Using virtual reality to combat pain

 


Click for Larry’s podcast with Drs. Bullock and Won

This post first appeared in the San Jose Mercury News

When I think of virtual reality, I think of playing games or being immersed in a 360 degree video experience where the action takes place all around me. But when Kim Bullock and Andrea Stevenson Won talk about VR, they have something else in mind — helping patients cope with pain. Bullock, a psychiatrist, is the founder and director of Stanford’s Neurobehavioral and Virtual Reality clinics and laboratories. Won directs Cornell’s Virtual Embodiment Lab.

I had a chance to speak with both researchers during a recent visit to Stanford’s Virtual Reality-Immersive Technology Clinic, where I learned about some proven techniques and promising research when it comes to using VR for pain management. You can listen to the entire interview at larrysworld.com/vrpain.

Bullock and Won are working on ways to use VR to help people with psychosomatic pain remap the way they visualize those parts of their body where they experience the pain so that’s it’s less prevalent and less debilitating.

The technology builds on what is known as “mirror therapy” where doctors traditionally used a mirror to create what Psysiopedia refers to as a “reflective illusion of an affected limb in order to trick the brain into thinking movement has occurred without pain.” But VR is much more powerful than a mirror because it allows the patient to visualize more than just the swapping out of, say, a left foot for a right foot.

“If I move my right hand in real life and I can’t move my left hand in real life, I can transform the movement of my right hand so that I see both my left hand and right hand moving freely and naturally,” said Bullock. But with virtual reality “you can push it even further so you can move your hand in real life and see your foot move in virtual reality,” she added.

The researchers are focusing on psychosomatic pain, but virtual reality has already been shown to distract patients from physical pain, such as when cleaning burn wounds to prevent infection.
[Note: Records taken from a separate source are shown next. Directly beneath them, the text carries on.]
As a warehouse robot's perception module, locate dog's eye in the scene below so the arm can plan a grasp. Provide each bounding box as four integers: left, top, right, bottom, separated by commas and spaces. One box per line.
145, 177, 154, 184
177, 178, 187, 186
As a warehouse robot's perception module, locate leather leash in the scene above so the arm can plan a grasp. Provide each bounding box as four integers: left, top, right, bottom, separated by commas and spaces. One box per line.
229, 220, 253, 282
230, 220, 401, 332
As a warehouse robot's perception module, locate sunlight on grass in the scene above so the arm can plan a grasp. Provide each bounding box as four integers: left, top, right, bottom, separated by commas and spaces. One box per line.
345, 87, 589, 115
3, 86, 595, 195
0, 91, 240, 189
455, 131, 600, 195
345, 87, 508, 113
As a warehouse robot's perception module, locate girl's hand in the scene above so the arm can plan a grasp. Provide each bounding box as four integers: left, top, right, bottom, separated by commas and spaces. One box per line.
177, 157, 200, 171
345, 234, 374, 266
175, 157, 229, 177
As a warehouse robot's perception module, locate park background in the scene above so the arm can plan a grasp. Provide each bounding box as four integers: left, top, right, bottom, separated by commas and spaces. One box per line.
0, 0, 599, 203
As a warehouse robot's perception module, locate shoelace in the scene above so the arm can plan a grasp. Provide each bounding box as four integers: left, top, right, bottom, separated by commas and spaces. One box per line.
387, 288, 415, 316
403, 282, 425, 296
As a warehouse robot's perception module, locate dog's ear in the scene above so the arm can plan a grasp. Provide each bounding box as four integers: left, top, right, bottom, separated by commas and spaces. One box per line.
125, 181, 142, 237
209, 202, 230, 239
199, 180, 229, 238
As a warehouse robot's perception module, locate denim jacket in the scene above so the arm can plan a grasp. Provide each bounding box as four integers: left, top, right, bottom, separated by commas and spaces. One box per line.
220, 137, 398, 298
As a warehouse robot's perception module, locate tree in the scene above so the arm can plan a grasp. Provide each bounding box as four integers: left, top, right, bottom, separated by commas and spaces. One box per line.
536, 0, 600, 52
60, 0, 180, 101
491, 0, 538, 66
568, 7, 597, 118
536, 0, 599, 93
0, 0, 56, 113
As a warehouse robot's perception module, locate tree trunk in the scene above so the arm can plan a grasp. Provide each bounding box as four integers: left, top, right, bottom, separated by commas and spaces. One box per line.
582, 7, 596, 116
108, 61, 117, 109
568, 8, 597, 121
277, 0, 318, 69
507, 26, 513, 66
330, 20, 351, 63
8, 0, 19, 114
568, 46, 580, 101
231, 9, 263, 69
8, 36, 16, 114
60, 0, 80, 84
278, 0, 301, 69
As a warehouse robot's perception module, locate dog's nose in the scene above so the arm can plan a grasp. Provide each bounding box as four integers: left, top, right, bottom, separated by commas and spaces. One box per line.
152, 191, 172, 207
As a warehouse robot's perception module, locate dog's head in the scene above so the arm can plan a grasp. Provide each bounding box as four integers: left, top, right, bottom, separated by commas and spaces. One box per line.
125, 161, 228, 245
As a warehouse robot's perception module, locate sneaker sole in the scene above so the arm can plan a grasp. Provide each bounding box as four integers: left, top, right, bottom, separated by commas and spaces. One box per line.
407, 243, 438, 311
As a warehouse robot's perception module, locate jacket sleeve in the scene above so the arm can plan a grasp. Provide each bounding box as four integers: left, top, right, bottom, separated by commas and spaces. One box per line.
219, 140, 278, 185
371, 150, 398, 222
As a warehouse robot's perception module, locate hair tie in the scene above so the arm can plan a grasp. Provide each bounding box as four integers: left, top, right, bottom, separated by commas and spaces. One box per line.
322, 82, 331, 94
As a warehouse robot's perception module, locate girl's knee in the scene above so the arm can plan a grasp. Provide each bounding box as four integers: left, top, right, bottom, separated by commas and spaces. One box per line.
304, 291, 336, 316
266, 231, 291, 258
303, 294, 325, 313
“Our interdisciplinary team is putting burn patients (especially children and teenagers) into VR during wound care and physical therapy,” wrote University of Washington cognitive psychology research scientist Hunter Hoffman. In preliminary research Hoffman and colleagues found “huge drops in how much pain the patients experience during their short visit to virtual reality,” that exceeded the pain relief from morphine according to research summarized on the website of the Human Photonics Laboratory’s website, vrpain.com.
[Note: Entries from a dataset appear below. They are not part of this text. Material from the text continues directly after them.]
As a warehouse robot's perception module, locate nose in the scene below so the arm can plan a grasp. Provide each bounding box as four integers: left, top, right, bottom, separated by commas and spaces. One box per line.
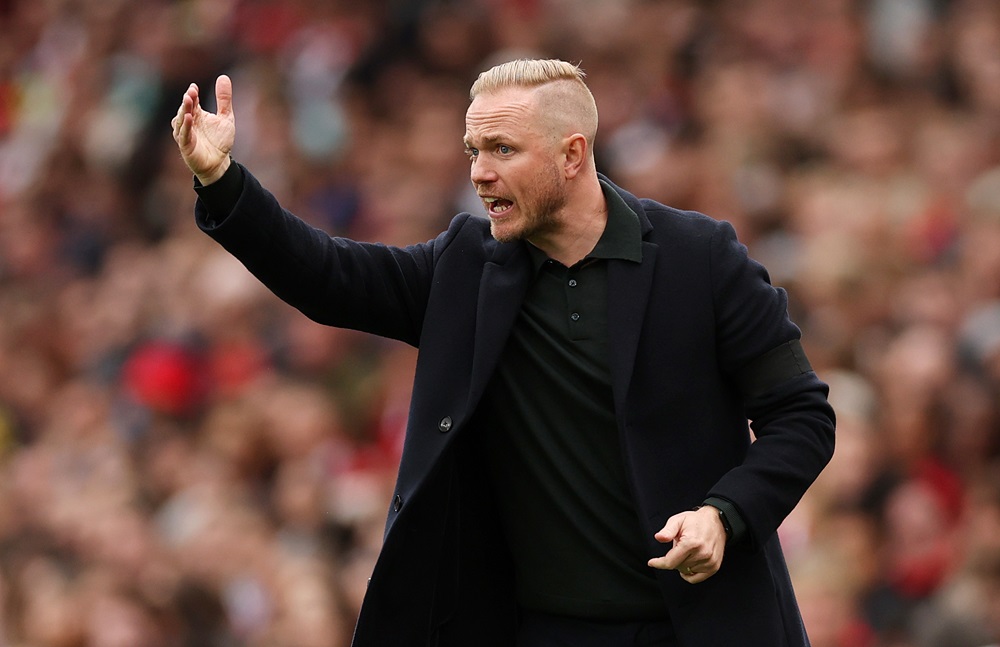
470, 156, 497, 186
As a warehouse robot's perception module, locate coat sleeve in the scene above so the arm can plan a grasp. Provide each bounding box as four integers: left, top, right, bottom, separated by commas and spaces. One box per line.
194, 163, 464, 347
705, 221, 836, 552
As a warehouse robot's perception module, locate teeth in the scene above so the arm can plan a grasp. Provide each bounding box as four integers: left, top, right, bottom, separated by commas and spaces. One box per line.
483, 196, 510, 214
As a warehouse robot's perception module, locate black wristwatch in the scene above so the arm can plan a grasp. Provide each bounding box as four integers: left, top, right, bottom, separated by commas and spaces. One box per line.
713, 505, 734, 542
During our interview at Stanford, Bullock described the VR effect as going well beyond distraction.

“Instead of just having your head and eye movements tracked, your whole body is tracked and now you can create the illusion that your inside another body, you’re inhabiting an avatar,” Bullock said.

It’s about tricking what Bullock describes as our “reptilian brain,” which reacts to injuries through pain as a mechanism to discourage movement of an arm or a limb.

“The brain says we better turn up the pain, so we’ll have time to recover and not have any movement, so we’re programmed that movement and pain are intimately connected and they feed on each other,” Bullock said. With VR ,”we can stop the vicious cycle of immobility and pain,” and give the body the “illusion of movement.”

I’m not a medical doctor and I don’t play one on TV or even on the web, but I have experienced the power of persuasion when it comes to managing physical symptoms. A couple of years ago I suffered an intestinal blockage and, after I posted about it on Facebook, a friend of mine, Dr. Danielle Rosenman, advised me to imagine a river flowing freely through my intestines. Although my results are anecdotal, the technique has been effective. On her professional website, Rosenman writes that she “uses neuroplasticity, imagery, meditation, psychotherapy, and other techniques in her medical counseling practice.”

I’ve used distraction as a way of dealing with occasional discomfort, pain and anxiety by watching TV, playing games or even working at my computer, literally taking my mind off what was bothering me, and that turns out to be a well documented remedy. But when you add in the element of virtual reality, you’re going way beyond distraction because of the transformative impact it can have on the way you’re experiencing the world.

You don’t need to feel pain to understand VR’s emotional impact. Try donning a VR headset and running an application that has you standing on the ledge of a building. When I experienced this at the Facebook headquarters when they were about to launch their Oculus Rift VR headset, I found myself stepping back to avoid falling over. The intellectual part of my brain knew that I was safe on the ground floor but the emotional part of my brain was convinced that I would fall to my death if I took a step forward. That was actually anxiety inducing, so it’s pretty easy for me to imagine turning the tables and using VR as a way of reducing anxiety or even pain.

Dr. Bullock is a psychiatrist, not a pain specialist, and only sees patients dealing with psychosomatic disease.

She is bullish on augmented reality, which which allows you to superimpose computer generated images over your real world visual experience. She said they have a program for spider phobia that allows you to experience virtual spiders in your actual environment. She said that she looks forward to enabling patients to “experience the real world plus the virtual world,” without stumbling into things.

I too am excited about doctors using virtual reality to help us cope and perhaps recover from medical and psychological illnesses. If only we could figure out a way to virtualize the way we pay for medical care.